Building a RAG System with LangChain
Now that you understand the concepts behind RAG, embeddings, and vector databases, let's put it all together and build a complete, production-ready RAG system using LangChain.
By the end of this lesson, you'll have a working RAG pipeline that can answer questions about any document.
The Complete RAG Pipeline
A RAG system has 6 key stages:
1. Load Documents (PDF, web, text, etc.)
2. Split into Chunks (preserve context)
3. Create Embeddings (semantic vectors)
4. Store in Vector DB (enable fast search)
5. Retrieve Relevant Chunks (similarity search)

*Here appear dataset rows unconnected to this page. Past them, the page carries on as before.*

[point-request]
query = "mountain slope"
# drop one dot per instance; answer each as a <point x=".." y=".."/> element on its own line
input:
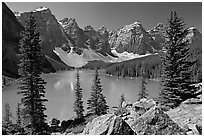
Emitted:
<point x="133" y="39"/>
<point x="51" y="33"/>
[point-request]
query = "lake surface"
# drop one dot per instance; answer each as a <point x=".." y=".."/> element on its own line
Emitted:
<point x="60" y="94"/>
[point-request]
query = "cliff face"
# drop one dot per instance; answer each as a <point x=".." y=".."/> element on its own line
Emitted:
<point x="133" y="38"/>
<point x="11" y="29"/>
<point x="51" y="33"/>
<point x="87" y="38"/>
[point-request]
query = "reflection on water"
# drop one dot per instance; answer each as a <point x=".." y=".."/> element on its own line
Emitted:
<point x="60" y="95"/>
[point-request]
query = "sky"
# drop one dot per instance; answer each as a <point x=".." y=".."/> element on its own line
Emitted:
<point x="114" y="15"/>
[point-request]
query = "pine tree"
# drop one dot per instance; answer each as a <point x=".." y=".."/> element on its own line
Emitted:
<point x="122" y="99"/>
<point x="78" y="103"/>
<point x="18" y="115"/>
<point x="143" y="90"/>
<point x="176" y="75"/>
<point x="30" y="69"/>
<point x="7" y="115"/>
<point x="97" y="103"/>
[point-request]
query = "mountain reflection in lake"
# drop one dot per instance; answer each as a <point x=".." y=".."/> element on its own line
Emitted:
<point x="60" y="91"/>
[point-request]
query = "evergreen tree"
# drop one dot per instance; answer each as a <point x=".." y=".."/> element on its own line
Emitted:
<point x="177" y="84"/>
<point x="143" y="90"/>
<point x="30" y="69"/>
<point x="122" y="99"/>
<point x="18" y="115"/>
<point x="7" y="115"/>
<point x="97" y="103"/>
<point x="78" y="103"/>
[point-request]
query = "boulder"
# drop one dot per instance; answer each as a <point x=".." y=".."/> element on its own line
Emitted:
<point x="108" y="124"/>
<point x="156" y="122"/>
<point x="144" y="104"/>
<point x="188" y="116"/>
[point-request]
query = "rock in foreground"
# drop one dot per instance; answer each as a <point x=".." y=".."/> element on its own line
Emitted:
<point x="108" y="124"/>
<point x="156" y="122"/>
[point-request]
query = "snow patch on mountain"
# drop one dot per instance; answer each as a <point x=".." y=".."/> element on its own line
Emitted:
<point x="75" y="60"/>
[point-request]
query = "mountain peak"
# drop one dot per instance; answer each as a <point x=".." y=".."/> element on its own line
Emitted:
<point x="17" y="13"/>
<point x="41" y="8"/>
<point x="88" y="28"/>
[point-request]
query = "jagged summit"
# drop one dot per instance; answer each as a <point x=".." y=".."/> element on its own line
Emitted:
<point x="88" y="28"/>
<point x="68" y="22"/>
<point x="17" y="13"/>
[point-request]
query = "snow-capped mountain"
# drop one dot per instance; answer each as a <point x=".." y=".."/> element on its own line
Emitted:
<point x="51" y="33"/>
<point x="158" y="34"/>
<point x="96" y="40"/>
<point x="133" y="38"/>
<point x="65" y="42"/>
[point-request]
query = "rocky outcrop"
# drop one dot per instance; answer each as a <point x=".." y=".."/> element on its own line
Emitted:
<point x="189" y="115"/>
<point x="72" y="29"/>
<point x="156" y="122"/>
<point x="158" y="34"/>
<point x="134" y="39"/>
<point x="52" y="34"/>
<point x="87" y="38"/>
<point x="108" y="124"/>
<point x="11" y="29"/>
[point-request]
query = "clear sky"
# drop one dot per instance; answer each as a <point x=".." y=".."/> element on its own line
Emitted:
<point x="115" y="15"/>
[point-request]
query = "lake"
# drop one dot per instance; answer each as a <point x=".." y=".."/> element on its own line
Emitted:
<point x="60" y="93"/>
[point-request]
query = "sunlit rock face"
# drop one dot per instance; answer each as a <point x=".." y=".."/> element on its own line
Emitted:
<point x="133" y="38"/>
<point x="51" y="33"/>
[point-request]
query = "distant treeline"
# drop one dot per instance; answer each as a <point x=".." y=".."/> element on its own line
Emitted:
<point x="152" y="67"/>
<point x="150" y="64"/>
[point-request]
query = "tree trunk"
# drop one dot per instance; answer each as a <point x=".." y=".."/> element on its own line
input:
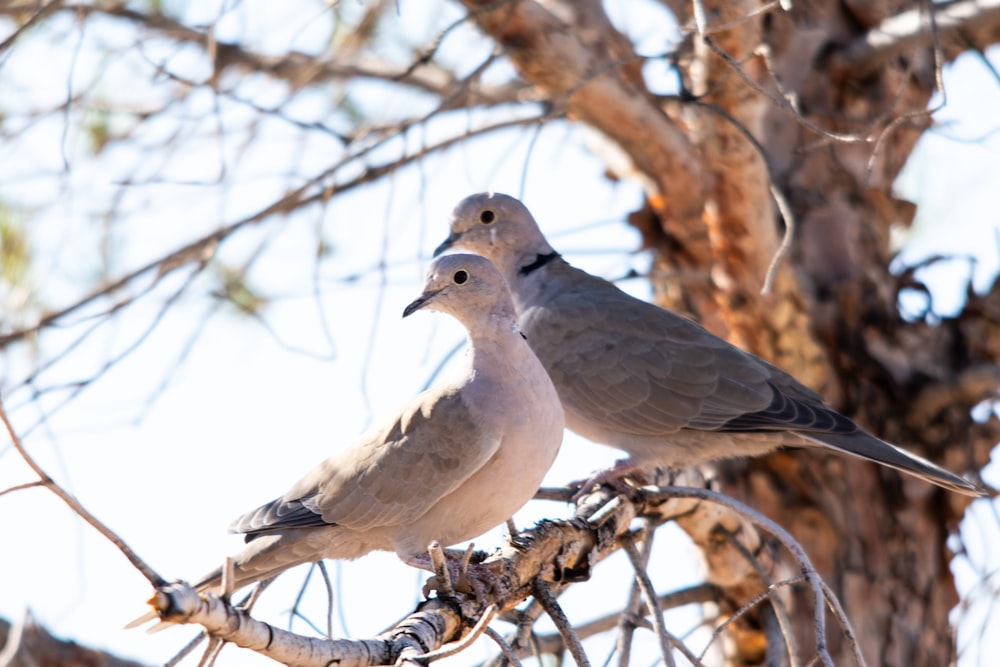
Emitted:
<point x="809" y="101"/>
<point x="832" y="320"/>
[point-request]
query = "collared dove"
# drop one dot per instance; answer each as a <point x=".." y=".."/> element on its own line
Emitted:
<point x="457" y="460"/>
<point x="648" y="381"/>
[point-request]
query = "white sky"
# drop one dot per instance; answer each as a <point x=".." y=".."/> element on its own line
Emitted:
<point x="247" y="411"/>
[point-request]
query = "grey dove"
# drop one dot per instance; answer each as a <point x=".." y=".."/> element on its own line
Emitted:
<point x="457" y="460"/>
<point x="646" y="380"/>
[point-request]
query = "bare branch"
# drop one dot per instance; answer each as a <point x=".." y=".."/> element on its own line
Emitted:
<point x="906" y="31"/>
<point x="74" y="504"/>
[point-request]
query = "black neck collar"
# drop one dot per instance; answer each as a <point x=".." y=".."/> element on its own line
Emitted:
<point x="540" y="261"/>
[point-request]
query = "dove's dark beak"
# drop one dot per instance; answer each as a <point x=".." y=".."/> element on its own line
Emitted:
<point x="419" y="303"/>
<point x="448" y="243"/>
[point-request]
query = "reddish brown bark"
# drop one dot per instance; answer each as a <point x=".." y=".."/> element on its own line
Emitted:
<point x="836" y="120"/>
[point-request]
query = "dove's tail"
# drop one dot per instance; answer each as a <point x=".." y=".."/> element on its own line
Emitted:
<point x="867" y="446"/>
<point x="264" y="557"/>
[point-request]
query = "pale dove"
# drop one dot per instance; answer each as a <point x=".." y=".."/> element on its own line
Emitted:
<point x="457" y="460"/>
<point x="648" y="381"/>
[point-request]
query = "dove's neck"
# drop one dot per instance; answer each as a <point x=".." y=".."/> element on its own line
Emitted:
<point x="498" y="354"/>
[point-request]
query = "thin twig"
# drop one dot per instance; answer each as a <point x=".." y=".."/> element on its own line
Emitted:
<point x="457" y="647"/>
<point x="22" y="487"/>
<point x="505" y="648"/>
<point x="155" y="579"/>
<point x="780" y="534"/>
<point x="555" y="612"/>
<point x="781" y="614"/>
<point x="648" y="592"/>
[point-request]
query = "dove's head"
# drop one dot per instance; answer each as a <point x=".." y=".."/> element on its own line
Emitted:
<point x="496" y="226"/>
<point x="465" y="287"/>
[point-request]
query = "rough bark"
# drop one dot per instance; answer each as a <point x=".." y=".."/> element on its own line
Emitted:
<point x="834" y="109"/>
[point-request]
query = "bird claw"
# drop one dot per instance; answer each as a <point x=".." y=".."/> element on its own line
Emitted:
<point x="615" y="477"/>
<point x="454" y="571"/>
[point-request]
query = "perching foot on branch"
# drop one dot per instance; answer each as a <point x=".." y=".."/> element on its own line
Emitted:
<point x="455" y="570"/>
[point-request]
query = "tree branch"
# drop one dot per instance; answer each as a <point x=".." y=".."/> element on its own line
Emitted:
<point x="909" y="30"/>
<point x="551" y="555"/>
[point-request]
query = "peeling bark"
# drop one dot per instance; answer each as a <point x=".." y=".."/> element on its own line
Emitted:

6. Generate Answer (LLM + context)
Let's build each component step by step.
Setup and Installation
bash
# Install required packages
pip install langchain langchain-openai langchain-community
pip install chromadb
pip install pypdf # For PDF support
pip install tiktoken # For token counting
python
# Import core dependencies
from langchain_openai import OpenAI, ChatOpenAI, OpenAIEmbeddings
from langchain_community.vectorstores import Chroma
from langchain.text_splitter import RecursiveCharacterTextSplitter
from langchain.chains import RetrievalQA
from langchain_community.document_loaders import (
PyPDFLoader,
TextLoader,
DirectoryLoader
)
from langchain.schema import Document
import os
# Set API key
os.environ["OPENAI_API_KEY"] = "your-api-key-here"
Step 1: Document Loading
LangChain provides loaders for various document types:
Load PDF Documents
python
from langchain_community.document_loaders import PyPDFLoader
def load_pdf(file_path: str):
"""Load a PDF file"""
loader = PyPDFLoader(file_path)
documents = loader.load()
print(f"Loaded {len(documents)} pages from {file_path}")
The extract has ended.